O antropólogo não determina verdades, não aponta equívocos, não pergunta por que as coisas são diferentes. Ele ouve e procura entender quais são as verdades para aqueles “nativos”, quando e por que se enganam e muitas vezes se surpreende se perguntando por que as coisas na sua sociedade não são diferentes.

A observação participante implica que o pesquisador esteja atento ao seu papel no grupo. Ele irá observar e deve saber que também está sendo observado, e estar consciente de que o fato de estar presente pode alterar a rotina do grupo. De acordo com Cicília Peruzzo (2005), a observação participante consiste na inserção do pesquisador no ambiente natural do fenômeno que se deseja estudar e sua interação com a situação investigada.

A observação participante implica:

a) a presença constante do observador no ambiente investigado, para que ele possa ‘ver as coisas de dentro’;

b) o compartilhamento, pelo investigador, das atividades do grupo ou do contexto que está sendo estudado, de modo consistente e sistematizado – ou seja, ele se envolve nas atividades, além de co-vivenciar ‘interesses e fatos’;

c) a necessidade, segundo autores como Mead e Kluckhohn, de o pesquisador ‘assumir o papel do outro’ para poder atingir ‘o sentido de suas ações’ (HAGUETE, 1990, p. 63) (PERUZZO, citado por DUARTE; BARROS, 2005, p. 126).
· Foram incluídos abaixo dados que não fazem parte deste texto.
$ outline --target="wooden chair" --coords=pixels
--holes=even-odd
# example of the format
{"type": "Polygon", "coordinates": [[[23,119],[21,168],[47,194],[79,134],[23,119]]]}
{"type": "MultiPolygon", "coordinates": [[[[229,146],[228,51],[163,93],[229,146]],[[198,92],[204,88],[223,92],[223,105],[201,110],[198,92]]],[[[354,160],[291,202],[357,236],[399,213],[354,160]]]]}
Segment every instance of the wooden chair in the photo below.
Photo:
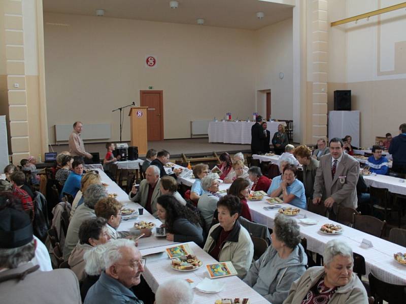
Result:
{"type": "Polygon", "coordinates": [[[406,230],[392,228],[389,232],[389,242],[406,247],[406,230]]]}
{"type": "Polygon", "coordinates": [[[382,238],[385,234],[386,221],[370,215],[356,215],[353,214],[353,227],[365,233],[378,238],[382,238]]]}
{"type": "Polygon", "coordinates": [[[261,238],[251,236],[251,239],[254,244],[254,259],[257,260],[268,249],[268,243],[261,238]]]}
{"type": "Polygon", "coordinates": [[[323,202],[320,204],[315,205],[311,199],[308,200],[308,210],[311,212],[316,213],[323,216],[326,216],[328,209],[324,206],[323,202]]]}
{"type": "Polygon", "coordinates": [[[361,215],[361,213],[358,212],[355,209],[340,206],[337,210],[337,217],[335,220],[343,225],[352,227],[353,224],[352,221],[353,219],[353,214],[354,213],[356,215],[361,215]]]}
{"type": "Polygon", "coordinates": [[[59,243],[57,243],[55,247],[52,249],[52,253],[53,253],[56,261],[56,268],[59,268],[60,264],[63,261],[63,257],[62,255],[62,250],[60,249],[59,243]]]}
{"type": "Polygon", "coordinates": [[[375,298],[375,303],[383,304],[386,301],[390,304],[406,303],[406,286],[398,285],[381,281],[372,273],[368,276],[371,295],[375,298]]]}

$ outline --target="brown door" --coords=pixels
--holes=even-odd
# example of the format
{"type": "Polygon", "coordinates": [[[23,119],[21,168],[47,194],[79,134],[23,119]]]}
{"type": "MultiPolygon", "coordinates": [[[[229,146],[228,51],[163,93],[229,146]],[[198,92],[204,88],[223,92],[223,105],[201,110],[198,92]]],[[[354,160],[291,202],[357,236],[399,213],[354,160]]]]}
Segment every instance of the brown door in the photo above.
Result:
{"type": "Polygon", "coordinates": [[[148,107],[147,111],[148,140],[163,139],[163,105],[162,91],[140,91],[141,106],[148,107]]]}
{"type": "Polygon", "coordinates": [[[270,92],[266,92],[266,117],[268,120],[270,117],[270,92]]]}

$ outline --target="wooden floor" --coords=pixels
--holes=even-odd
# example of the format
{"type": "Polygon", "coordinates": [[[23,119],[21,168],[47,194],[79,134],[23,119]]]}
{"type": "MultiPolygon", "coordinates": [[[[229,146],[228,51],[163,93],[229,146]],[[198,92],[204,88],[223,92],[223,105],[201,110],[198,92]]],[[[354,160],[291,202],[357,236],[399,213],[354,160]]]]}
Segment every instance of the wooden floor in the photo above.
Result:
{"type": "MultiPolygon", "coordinates": [[[[129,144],[129,143],[127,142],[129,144]]],[[[88,152],[98,152],[100,158],[106,155],[105,144],[103,143],[85,143],[85,148],[88,152]]],[[[69,150],[67,144],[53,145],[55,152],[60,153],[69,150]]],[[[225,143],[212,143],[209,142],[209,138],[186,138],[183,139],[166,139],[161,141],[149,141],[148,148],[157,150],[164,149],[169,151],[171,158],[179,158],[182,153],[188,156],[205,156],[216,152],[218,155],[224,151],[230,154],[237,152],[251,153],[251,147],[249,144],[233,144],[225,143]]],[[[49,151],[52,149],[50,147],[49,151]]],[[[144,157],[144,155],[140,155],[144,157]]]]}

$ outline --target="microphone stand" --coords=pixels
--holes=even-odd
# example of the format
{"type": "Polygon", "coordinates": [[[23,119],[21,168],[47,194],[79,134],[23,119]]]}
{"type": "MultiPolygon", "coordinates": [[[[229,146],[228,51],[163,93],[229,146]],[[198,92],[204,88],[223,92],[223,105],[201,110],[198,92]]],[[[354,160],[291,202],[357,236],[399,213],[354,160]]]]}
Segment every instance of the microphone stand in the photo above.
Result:
{"type": "Polygon", "coordinates": [[[120,110],[120,142],[121,142],[121,132],[123,131],[123,129],[123,129],[123,123],[122,123],[122,119],[121,118],[121,113],[123,111],[123,109],[124,109],[124,108],[126,108],[127,107],[129,107],[129,106],[131,106],[132,105],[136,105],[136,103],[133,101],[132,103],[131,103],[131,104],[128,104],[127,105],[125,105],[124,106],[122,106],[122,107],[117,108],[116,108],[116,109],[115,109],[114,110],[113,110],[112,111],[112,112],[115,112],[116,111],[118,111],[118,110],[120,110]]]}

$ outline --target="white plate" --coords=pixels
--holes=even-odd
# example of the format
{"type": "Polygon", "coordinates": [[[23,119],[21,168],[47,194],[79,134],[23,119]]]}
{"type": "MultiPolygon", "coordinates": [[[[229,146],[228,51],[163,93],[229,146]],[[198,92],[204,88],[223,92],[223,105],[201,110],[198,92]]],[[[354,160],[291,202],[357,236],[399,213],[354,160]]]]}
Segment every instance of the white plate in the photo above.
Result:
{"type": "Polygon", "coordinates": [[[203,266],[203,263],[202,263],[201,265],[200,265],[200,266],[198,266],[198,267],[196,267],[196,268],[194,268],[193,269],[183,270],[183,269],[176,269],[176,268],[174,268],[173,267],[172,267],[172,264],[171,264],[171,268],[172,268],[174,270],[176,270],[176,271],[194,271],[195,270],[196,270],[196,269],[198,269],[199,268],[200,268],[202,266],[203,266]]]}
{"type": "Polygon", "coordinates": [[[224,288],[224,283],[215,280],[210,280],[205,278],[203,281],[196,285],[195,288],[205,293],[217,293],[220,292],[224,288]]]}
{"type": "Polygon", "coordinates": [[[318,221],[315,219],[312,219],[311,218],[299,218],[299,220],[303,224],[306,224],[307,225],[315,225],[319,222],[318,221]]]}

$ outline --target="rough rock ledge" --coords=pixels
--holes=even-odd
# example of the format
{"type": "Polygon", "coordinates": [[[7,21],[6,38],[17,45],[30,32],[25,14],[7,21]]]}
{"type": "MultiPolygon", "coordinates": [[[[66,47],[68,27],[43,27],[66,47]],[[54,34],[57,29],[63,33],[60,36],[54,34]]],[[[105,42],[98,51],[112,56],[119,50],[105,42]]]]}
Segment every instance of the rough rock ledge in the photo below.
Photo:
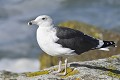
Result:
{"type": "Polygon", "coordinates": [[[92,61],[72,62],[69,66],[66,76],[51,74],[51,70],[57,69],[57,66],[54,66],[38,72],[0,71],[0,80],[120,80],[120,55],[92,61]]]}

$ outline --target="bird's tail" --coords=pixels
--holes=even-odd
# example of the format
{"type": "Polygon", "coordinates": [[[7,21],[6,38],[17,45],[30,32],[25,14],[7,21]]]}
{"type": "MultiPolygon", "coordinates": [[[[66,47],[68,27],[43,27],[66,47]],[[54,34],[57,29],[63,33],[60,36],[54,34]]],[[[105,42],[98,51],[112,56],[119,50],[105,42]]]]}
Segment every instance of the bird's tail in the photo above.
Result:
{"type": "Polygon", "coordinates": [[[109,47],[117,47],[114,41],[99,41],[99,50],[109,51],[109,47]]]}

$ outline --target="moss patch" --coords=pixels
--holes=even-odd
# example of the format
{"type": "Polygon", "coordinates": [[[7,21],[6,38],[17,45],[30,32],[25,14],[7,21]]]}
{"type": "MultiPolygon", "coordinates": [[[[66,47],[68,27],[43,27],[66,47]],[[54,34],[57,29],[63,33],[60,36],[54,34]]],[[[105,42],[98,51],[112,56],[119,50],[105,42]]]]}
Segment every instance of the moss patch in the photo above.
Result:
{"type": "Polygon", "coordinates": [[[45,75],[45,74],[49,74],[49,70],[26,73],[26,76],[35,77],[35,76],[40,76],[40,75],[45,75]]]}
{"type": "MultiPolygon", "coordinates": [[[[64,70],[61,73],[63,73],[63,72],[64,72],[64,70]]],[[[67,78],[69,76],[73,76],[73,75],[78,74],[78,73],[79,73],[79,71],[77,69],[74,70],[73,68],[67,68],[67,74],[65,76],[60,76],[60,77],[67,78]]]]}

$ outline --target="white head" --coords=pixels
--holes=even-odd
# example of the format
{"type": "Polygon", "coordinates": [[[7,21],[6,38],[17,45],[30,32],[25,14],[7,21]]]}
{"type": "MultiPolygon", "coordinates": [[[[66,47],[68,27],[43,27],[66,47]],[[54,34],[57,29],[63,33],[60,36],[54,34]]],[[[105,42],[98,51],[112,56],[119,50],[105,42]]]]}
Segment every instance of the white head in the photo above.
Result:
{"type": "Polygon", "coordinates": [[[47,15],[41,15],[41,16],[38,16],[35,20],[32,20],[30,22],[28,22],[28,25],[32,25],[32,24],[36,24],[40,27],[42,26],[50,26],[52,25],[52,18],[50,16],[47,16],[47,15]]]}

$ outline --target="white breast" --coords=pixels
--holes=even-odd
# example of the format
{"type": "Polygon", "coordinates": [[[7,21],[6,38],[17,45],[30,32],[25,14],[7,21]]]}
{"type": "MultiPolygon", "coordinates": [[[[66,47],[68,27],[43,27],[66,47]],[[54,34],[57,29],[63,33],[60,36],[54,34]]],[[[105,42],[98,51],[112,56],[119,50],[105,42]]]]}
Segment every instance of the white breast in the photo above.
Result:
{"type": "Polygon", "coordinates": [[[63,48],[62,45],[55,43],[59,38],[56,36],[56,30],[50,27],[39,27],[37,29],[37,41],[41,49],[51,56],[70,55],[74,52],[69,48],[63,48]]]}

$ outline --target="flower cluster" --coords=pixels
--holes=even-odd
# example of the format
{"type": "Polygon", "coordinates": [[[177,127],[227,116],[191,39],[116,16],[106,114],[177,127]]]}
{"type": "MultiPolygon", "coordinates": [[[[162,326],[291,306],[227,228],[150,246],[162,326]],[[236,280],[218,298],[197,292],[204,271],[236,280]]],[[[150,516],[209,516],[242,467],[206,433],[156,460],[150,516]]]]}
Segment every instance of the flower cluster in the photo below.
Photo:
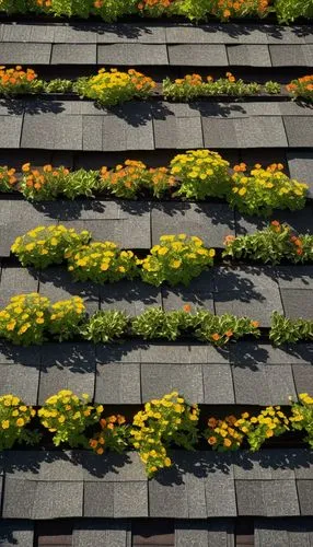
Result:
{"type": "Polygon", "coordinates": [[[62,389],[49,397],[38,410],[44,428],[54,434],[54,443],[59,446],[68,443],[71,447],[82,445],[88,447],[89,442],[84,431],[89,426],[97,422],[103,406],[93,407],[89,404],[89,395],[83,393],[80,399],[70,389],[62,389]]]}
{"type": "Polygon", "coordinates": [[[213,265],[215,249],[206,248],[202,240],[186,234],[161,235],[141,265],[141,277],[147,283],[159,287],[166,281],[171,286],[189,284],[207,267],[213,265]]]}
{"type": "Polygon", "coordinates": [[[137,258],[132,251],[120,251],[108,241],[69,249],[65,257],[69,271],[80,281],[113,283],[125,278],[132,279],[137,275],[137,258]]]}
{"type": "Polygon", "coordinates": [[[171,162],[171,173],[179,178],[177,196],[188,199],[223,197],[230,187],[229,162],[210,150],[188,150],[171,162]]]}
{"type": "Polygon", "coordinates": [[[47,336],[59,341],[80,333],[85,307],[80,296],[56,302],[36,292],[13,296],[0,311],[0,337],[18,346],[40,345],[47,336]]]}
{"type": "Polygon", "coordinates": [[[184,78],[176,79],[174,82],[166,78],[163,80],[163,93],[165,98],[174,101],[192,101],[198,97],[210,95],[257,95],[262,91],[279,93],[280,85],[273,86],[274,82],[267,82],[264,86],[256,82],[245,83],[243,80],[236,80],[231,72],[227,72],[225,78],[213,80],[211,75],[202,79],[200,74],[187,74],[184,78]],[[271,85],[270,85],[270,84],[271,85]]]}
{"type": "Polygon", "coordinates": [[[283,165],[262,167],[256,164],[246,173],[244,163],[233,167],[210,150],[189,150],[173,158],[170,168],[148,168],[142,162],[126,160],[125,164],[108,170],[69,172],[66,167],[45,165],[43,170],[23,165],[19,183],[15,170],[0,167],[0,191],[19,189],[26,199],[40,201],[59,196],[73,199],[92,196],[93,191],[123,199],[153,195],[162,198],[182,196],[187,199],[224,198],[232,207],[246,214],[269,216],[274,208],[291,210],[303,208],[308,185],[290,179],[283,165]]]}
{"type": "Polygon", "coordinates": [[[313,340],[313,319],[288,319],[285,315],[274,312],[269,339],[275,346],[297,344],[300,340],[313,340]]]}
{"type": "Polygon", "coordinates": [[[126,160],[125,165],[111,171],[102,167],[98,189],[124,199],[136,199],[138,194],[150,190],[160,198],[175,185],[176,179],[166,167],[147,168],[142,162],[126,160]]]}
{"type": "Polygon", "coordinates": [[[205,438],[210,446],[218,452],[240,449],[244,439],[250,450],[255,452],[271,437],[279,437],[289,430],[289,419],[280,406],[267,407],[257,416],[243,412],[240,419],[228,416],[223,420],[210,418],[205,438]]]}
{"type": "Polygon", "coordinates": [[[288,224],[280,224],[278,220],[251,235],[228,235],[224,245],[223,257],[247,258],[263,264],[279,264],[286,259],[294,264],[313,260],[313,236],[295,234],[288,224]]]}
{"type": "Polygon", "coordinates": [[[15,442],[34,444],[38,440],[35,432],[25,429],[35,414],[14,395],[0,397],[0,451],[12,449],[15,442]]]}
{"type": "Polygon", "coordinates": [[[18,178],[15,176],[15,170],[9,168],[5,165],[0,166],[0,191],[7,193],[15,189],[18,178]]]}
{"type": "Polygon", "coordinates": [[[12,296],[0,312],[0,337],[19,346],[43,344],[49,300],[37,293],[12,296]]]}
{"type": "Polygon", "coordinates": [[[227,416],[223,420],[210,418],[205,438],[210,446],[218,452],[229,452],[240,449],[244,434],[234,427],[237,419],[235,416],[227,416]]]}
{"type": "Polygon", "coordinates": [[[292,80],[292,82],[287,85],[287,91],[289,91],[294,98],[305,98],[305,101],[312,102],[313,74],[292,80]]]}
{"type": "Polygon", "coordinates": [[[172,443],[193,450],[198,438],[198,420],[197,405],[188,405],[177,392],[152,399],[135,416],[130,434],[148,477],[172,465],[167,455],[172,443]]]}
{"type": "Polygon", "coordinates": [[[304,441],[313,449],[313,397],[308,393],[300,393],[299,399],[291,407],[292,416],[289,420],[293,429],[308,433],[304,441]]]}
{"type": "Polygon", "coordinates": [[[290,179],[283,165],[274,163],[267,168],[256,164],[250,174],[246,165],[234,166],[232,187],[228,195],[231,207],[248,214],[271,214],[273,209],[302,209],[308,185],[290,179]]]}
{"type": "Polygon", "coordinates": [[[119,72],[117,69],[100,69],[97,75],[80,78],[73,90],[81,96],[93,98],[103,106],[114,106],[131,98],[147,98],[155,88],[155,82],[149,77],[129,69],[119,72]]]}
{"type": "Polygon", "coordinates": [[[121,415],[113,415],[100,420],[101,431],[89,441],[90,447],[102,455],[105,450],[121,453],[128,445],[129,427],[121,415]]]}
{"type": "Polygon", "coordinates": [[[33,69],[23,70],[22,67],[7,69],[0,67],[0,93],[18,95],[21,93],[36,93],[42,91],[42,83],[33,69]]]}
{"type": "Polygon", "coordinates": [[[246,435],[250,450],[256,452],[267,439],[282,435],[288,431],[289,419],[280,406],[270,406],[262,410],[258,416],[251,417],[248,412],[244,412],[234,426],[246,435]]]}
{"type": "Polygon", "coordinates": [[[90,233],[85,230],[78,234],[74,229],[62,224],[37,226],[16,237],[11,251],[23,266],[44,269],[51,264],[61,264],[67,252],[81,247],[89,240],[90,233]]]}

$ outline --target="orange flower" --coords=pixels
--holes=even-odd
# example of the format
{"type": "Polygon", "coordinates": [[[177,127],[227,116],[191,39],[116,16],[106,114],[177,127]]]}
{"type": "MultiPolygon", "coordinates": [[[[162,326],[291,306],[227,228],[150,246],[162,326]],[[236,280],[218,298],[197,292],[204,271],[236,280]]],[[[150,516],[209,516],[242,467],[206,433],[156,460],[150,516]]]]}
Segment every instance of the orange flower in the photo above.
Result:
{"type": "Polygon", "coordinates": [[[218,333],[215,333],[212,336],[211,336],[212,340],[215,341],[218,341],[221,337],[218,333]]]}

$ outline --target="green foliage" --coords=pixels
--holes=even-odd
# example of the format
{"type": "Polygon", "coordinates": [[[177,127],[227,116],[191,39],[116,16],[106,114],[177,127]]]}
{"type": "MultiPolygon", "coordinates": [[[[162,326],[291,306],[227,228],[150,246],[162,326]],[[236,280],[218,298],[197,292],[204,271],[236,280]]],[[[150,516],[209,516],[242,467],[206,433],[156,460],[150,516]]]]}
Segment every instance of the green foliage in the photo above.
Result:
{"type": "Polygon", "coordinates": [[[270,216],[274,209],[302,209],[308,185],[298,183],[282,173],[282,164],[267,168],[256,164],[251,173],[246,165],[235,165],[227,200],[242,213],[270,216]]]}
{"type": "Polygon", "coordinates": [[[131,333],[144,340],[176,340],[181,335],[182,312],[164,312],[161,307],[148,307],[131,321],[131,333]]]}
{"type": "Polygon", "coordinates": [[[152,399],[135,417],[130,434],[134,447],[146,466],[149,478],[159,469],[170,467],[171,444],[193,450],[198,440],[199,409],[189,405],[177,392],[152,399]]]}
{"type": "Polygon", "coordinates": [[[313,340],[313,319],[288,319],[278,312],[271,315],[269,339],[275,346],[313,340]]]}
{"type": "Polygon", "coordinates": [[[121,338],[129,323],[128,316],[120,311],[96,312],[81,328],[86,340],[107,344],[121,338]]]}
{"type": "Polygon", "coordinates": [[[274,265],[281,260],[293,264],[313,260],[313,236],[297,235],[288,224],[280,224],[277,220],[251,235],[228,235],[224,244],[223,257],[274,265]]]}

Segundo a autora, é importante salientar os seguintes pontos a respeito do papel do pesquisador:

O pesquisador se insere no grupo pesquisado, participando de todas suas atividades, ou seja, ele acompanha e vive (com maior ou menor intensidade) a situação concreta que abriga o objeto de sua investigação. Porém, o investigador não “se confunde”, ou não se deixa passar por membro do grupo. Seu papel é de observador.

O pesquisador é autônomo. O “grupo”, ou qualquer elemento do ambiente, não interfere na pesquisa, no que se refere à formulação dos objetivos e nas demais fases do projeto, nem no tipo de informações registradas e nas interpretações dadas ao que foi observado (PERUZZO, citado por DUARTE; BARROS, 2005, p. 133-134). Peruzzo citado por Duarte e Barros (2005, p. 135) ressalta que este tipo de pesquisa teve origem na etnografia feita pelos antropólogos e que “na área da comunicação ela tem sido usada para analisar os fenômenos comunicacionais, principalmente dos processos de recepção de mensagens dos meios de comunicação de massa”. Isso corresponde à proposta da presente pesquisa, daí a escolha dessa técnica.

A investigação etnográfica realizada com a finalidade de observar comportamentos das pessoas em relação aos meios de comunicação pressupõe a inserção do pesquisador no ambiente investigado e em geral, objetiva observar como se processa a recepção das mensagens dos mass media, como elas são entendidas, decodificadas

e reelaboradas... A etnografia está mais preocupada com os elementos constitutivos do cotidiano que perpassam as relações das pessoas com a mídia na perspectiva da construção de significados a partir da exposição aos conteúdos do meio de comunicação, no universo da cultura (PERUZZO, citado por DUARTE; BARROS, 2005, p. 136).

Na observação etnográfica realizada no presente trabalho foram registrados os seguintes aspectos do cotidiano da família participante da investigação, tendo como parâmetro a pesquisa sobre telenovela realizada por Lopes, Borelli e Resende (2002): espacial: lugares funcionais da casa, bem como a distribuição de objetos; temporal: tempos de rotina familiar; e as práticas: atividades dos membros da família e, principalmente, como se dá a assistência da televisão e do programa Tempo Quente. É claro que o pesquisador não pôde ficar o tempo todo com a família. Portanto, a convivência se deu, na maior parte do tempo, nos horários de exibição do programa, das 13 às 14 horas e, às vezes, durante a tarde. A presença constante, por três meses, aos poucos, foi tornando o pesquisador “invisível”, possibilitando o surgimento de situações de interação com a família.